Saturday, February 25, 2012

25 FEBRUARY 2012

Almost five months to the day that I delivered you, I went to see you, my son.
I have tried to put a word to the emotions that I feel.
Grief encapsulates it best.


I should be there in the ground with you, beside you.
I should be with you, comforting you- or would you be comforting me?
I should be beside you in the dark, but there is no darkness where you are, is there, my son?
I need you in my arms, to hold and kiss, and love with all my heart.
Why can you not be here with me?
I long for you. I long to be with you.


And I fear, though your place is certain, mine is not.
And it may well be that I shall never more see you.
And I fear that I shall never ever hold you, my child.
For though you may know me, I have not a single memory of your face.
And yet,I miss you deeply.

Still.

I love you, my son.


"Ya Allah!
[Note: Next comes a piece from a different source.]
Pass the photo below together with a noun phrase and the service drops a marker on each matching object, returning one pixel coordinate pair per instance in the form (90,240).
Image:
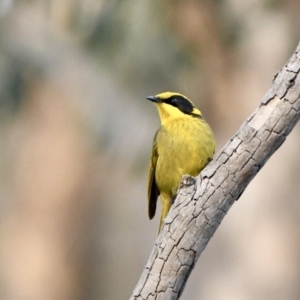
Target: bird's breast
(184,147)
Condemn us not if we forget or fall into error; our Lord!
Lay not on us a burden like that which Thou didst lay on those before us; our Lord!
Lay not on us a burden greater than we have strength to bear.
Blot out our sins, and grant us forgiveness.
Have mercy on us. "


“People praise you for what they suppose is in you,
but you must blame your soul for what you know is in you.”
~ Ibn Ata'illah ~



Monday, January 23, 2012

23 JANUARY 2012


God’s Lent Child

I’ll lend you for a little while, a child of mine, God said
For you to love the while he lives and mourn for when he’s dead.
It may be six or seven years, or forty-two or three
But will you, till I call him back, take care of him for me?

He’ll bring his charms to gladden you and should his stay be brief
You’ll always have his memories as a solace in your grief.

I cannot promise he will stay, since all from earth return,
But there are lessons taught below I want this child to learn.

I’ve looked this whole world over in my search for teachers true
And from the folk that crowd Life’s lane I have chosen you.

Now will you give him all your love and not think the labour vain,
Nor hate me when I come to take this lent child back again?

I fancy that I heard them say “Dear God, thy will be done.
For all the joys this child will bring the risk of grief we’ll run.
We will shelter him with tenderness, we’ll love him while we may
And for all the happiness we’ve ever known, we’ll ever grateful stay.
But should the angels call him much sooner than we’d planned
We will brave the bitter grief that comes and try to understand.”

~ Author Unknown~

Stay calm, my heart.
Wisdom and patience be my bedfellows.
Humility be my friend.
Acceptance, dry my eyes.
Ya Allah, I beseech you.

Mohammad Ayaan Bin Mohammad Fadzly.
We missed you today- what was to have been your date of birth.
Loved, for always.
Al-Fateha.

Monday, December 26, 2011

IN MY HEART

My son,






The moments pass


I feel empty still


The hurt has mellowed


But the longing remains


A piece of me died with you


The emptiness of my womb


Rings with the echoes


Of you.




I miss you so.


Ayaan, I miss you so.




-Mama-

Friday, December 16, 2011

HAPPY 6th...

And even as we turn six today, my thoughts go back to you.

Reflecting on the year and remembering those so loved and now lost.

Praying for a better year in 2012.

Monday, December 12, 2011

AL-FATEHA

Kiyai Kassim Bin Adnan.

This truly has been a year of losses.
Innalillahi wa inna illaihi raaji'un.